Membership shall be available to all Farmers Markets that are actively engaged in direct marketing of locally grown or processed North Dakota products. These members shall be known as Farmers Market Members and shall have no voting privileges.


Each member farmers market manager is responsible for submitting annual dues to the Association. The market managers are also responsible for dispersal of NDFMGA member secondary applications and marketing materials to their market vendors. 

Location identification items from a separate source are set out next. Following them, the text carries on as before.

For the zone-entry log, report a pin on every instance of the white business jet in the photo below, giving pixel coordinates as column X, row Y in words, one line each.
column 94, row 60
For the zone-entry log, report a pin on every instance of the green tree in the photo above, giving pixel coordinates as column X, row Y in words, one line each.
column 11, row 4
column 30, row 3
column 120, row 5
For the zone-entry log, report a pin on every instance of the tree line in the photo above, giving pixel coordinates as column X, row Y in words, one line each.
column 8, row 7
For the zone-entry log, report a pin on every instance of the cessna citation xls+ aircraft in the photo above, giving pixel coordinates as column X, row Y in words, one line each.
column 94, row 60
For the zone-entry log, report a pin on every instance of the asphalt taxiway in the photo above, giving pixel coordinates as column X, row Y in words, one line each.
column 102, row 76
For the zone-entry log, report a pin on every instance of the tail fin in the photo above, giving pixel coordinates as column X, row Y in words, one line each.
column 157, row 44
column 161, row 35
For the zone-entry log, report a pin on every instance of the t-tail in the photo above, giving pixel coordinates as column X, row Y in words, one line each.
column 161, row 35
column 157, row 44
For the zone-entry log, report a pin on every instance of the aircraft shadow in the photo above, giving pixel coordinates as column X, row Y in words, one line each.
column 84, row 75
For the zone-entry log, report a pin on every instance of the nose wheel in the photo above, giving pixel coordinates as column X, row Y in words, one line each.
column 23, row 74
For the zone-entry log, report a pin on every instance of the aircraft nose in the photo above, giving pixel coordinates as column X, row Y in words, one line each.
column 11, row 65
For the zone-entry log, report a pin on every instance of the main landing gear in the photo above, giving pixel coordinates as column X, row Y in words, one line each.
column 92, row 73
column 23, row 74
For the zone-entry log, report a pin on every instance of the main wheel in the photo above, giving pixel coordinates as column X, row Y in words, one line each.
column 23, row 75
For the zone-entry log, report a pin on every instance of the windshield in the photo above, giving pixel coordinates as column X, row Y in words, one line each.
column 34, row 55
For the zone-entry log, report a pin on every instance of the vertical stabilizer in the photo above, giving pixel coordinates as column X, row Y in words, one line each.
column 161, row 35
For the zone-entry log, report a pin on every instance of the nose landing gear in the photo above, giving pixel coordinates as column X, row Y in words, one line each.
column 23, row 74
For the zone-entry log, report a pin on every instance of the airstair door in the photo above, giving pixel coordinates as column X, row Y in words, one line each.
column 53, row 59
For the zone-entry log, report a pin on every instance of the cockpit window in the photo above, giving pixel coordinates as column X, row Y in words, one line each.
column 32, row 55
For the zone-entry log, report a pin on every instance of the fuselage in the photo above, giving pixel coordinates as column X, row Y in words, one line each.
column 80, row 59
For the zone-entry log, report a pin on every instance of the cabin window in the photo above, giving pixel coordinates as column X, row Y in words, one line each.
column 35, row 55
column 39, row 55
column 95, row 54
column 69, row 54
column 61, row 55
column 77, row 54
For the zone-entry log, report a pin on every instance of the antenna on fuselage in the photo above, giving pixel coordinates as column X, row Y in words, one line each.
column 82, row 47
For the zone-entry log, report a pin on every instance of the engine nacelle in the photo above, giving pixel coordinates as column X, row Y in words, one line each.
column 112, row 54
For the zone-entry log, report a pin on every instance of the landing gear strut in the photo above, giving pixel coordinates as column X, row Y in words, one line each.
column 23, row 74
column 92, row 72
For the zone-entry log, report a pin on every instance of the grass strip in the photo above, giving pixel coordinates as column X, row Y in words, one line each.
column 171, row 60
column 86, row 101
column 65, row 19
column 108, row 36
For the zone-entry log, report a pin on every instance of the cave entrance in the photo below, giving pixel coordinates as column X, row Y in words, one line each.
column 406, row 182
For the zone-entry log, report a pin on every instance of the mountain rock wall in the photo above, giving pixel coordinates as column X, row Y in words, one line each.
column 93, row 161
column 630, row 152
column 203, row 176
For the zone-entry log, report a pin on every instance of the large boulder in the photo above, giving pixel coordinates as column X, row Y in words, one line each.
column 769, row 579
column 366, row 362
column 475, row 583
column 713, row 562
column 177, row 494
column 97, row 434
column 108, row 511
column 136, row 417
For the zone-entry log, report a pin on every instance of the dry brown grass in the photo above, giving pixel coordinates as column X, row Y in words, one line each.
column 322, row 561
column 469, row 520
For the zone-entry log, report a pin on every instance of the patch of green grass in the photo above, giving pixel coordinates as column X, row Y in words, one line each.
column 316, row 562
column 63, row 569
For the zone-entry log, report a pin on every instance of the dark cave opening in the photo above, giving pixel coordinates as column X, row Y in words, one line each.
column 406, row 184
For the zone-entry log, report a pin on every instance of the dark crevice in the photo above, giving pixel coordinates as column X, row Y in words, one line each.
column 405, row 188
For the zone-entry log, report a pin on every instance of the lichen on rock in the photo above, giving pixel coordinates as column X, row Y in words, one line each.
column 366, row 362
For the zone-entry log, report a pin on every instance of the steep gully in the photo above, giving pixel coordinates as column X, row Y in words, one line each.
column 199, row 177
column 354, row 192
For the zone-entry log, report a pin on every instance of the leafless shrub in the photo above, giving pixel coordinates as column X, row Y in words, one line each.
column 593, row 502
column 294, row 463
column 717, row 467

Individual farmers market vendors at member markets are responsible for submitting their contact information to the Association in order to be a registered member. These members shall be known as registered vendors. Each registered vendor shall have one vote.


Section 2:

If a business or individual is not a member of a farmers market and is engaged in the production and direct marketing of locally grown or processed North Dakota products they may apply for an Individual Membership. This membership shall be known as an Individual Member and shall have one vote. 


Section 3:

Sponsoring Memberships shall be available to all persons, local or regional groups or organizations who engage in the furthering of the NDFMGA and its purposes. This membership shall be known as Friends of the Market and shall hold no voting privileges. 


Section 4: 

All memberships will be designated as belonging to one of the following regions:


Northwest Region: Counties of Divide, Williams, McKenzie, Burke, Mountrail, Mclean, Renville, Ward, Bottineau, McHenry, and Sheridan. 


Southwest Region: Counties of Golden Valley, Billings, Slope, Bowman, Dunn, Stark, Hettinger, Adams, Mercer, Oliver, Morton, Grant, Sioux, and Burleigh. 


Northeast Region: Counties of Rolette, Pierce, Towner, Benson, Wells, Cavalier, Ramsey, Eddy, Foster, Pembina, Walsh, Nelson, and Grand Forks. 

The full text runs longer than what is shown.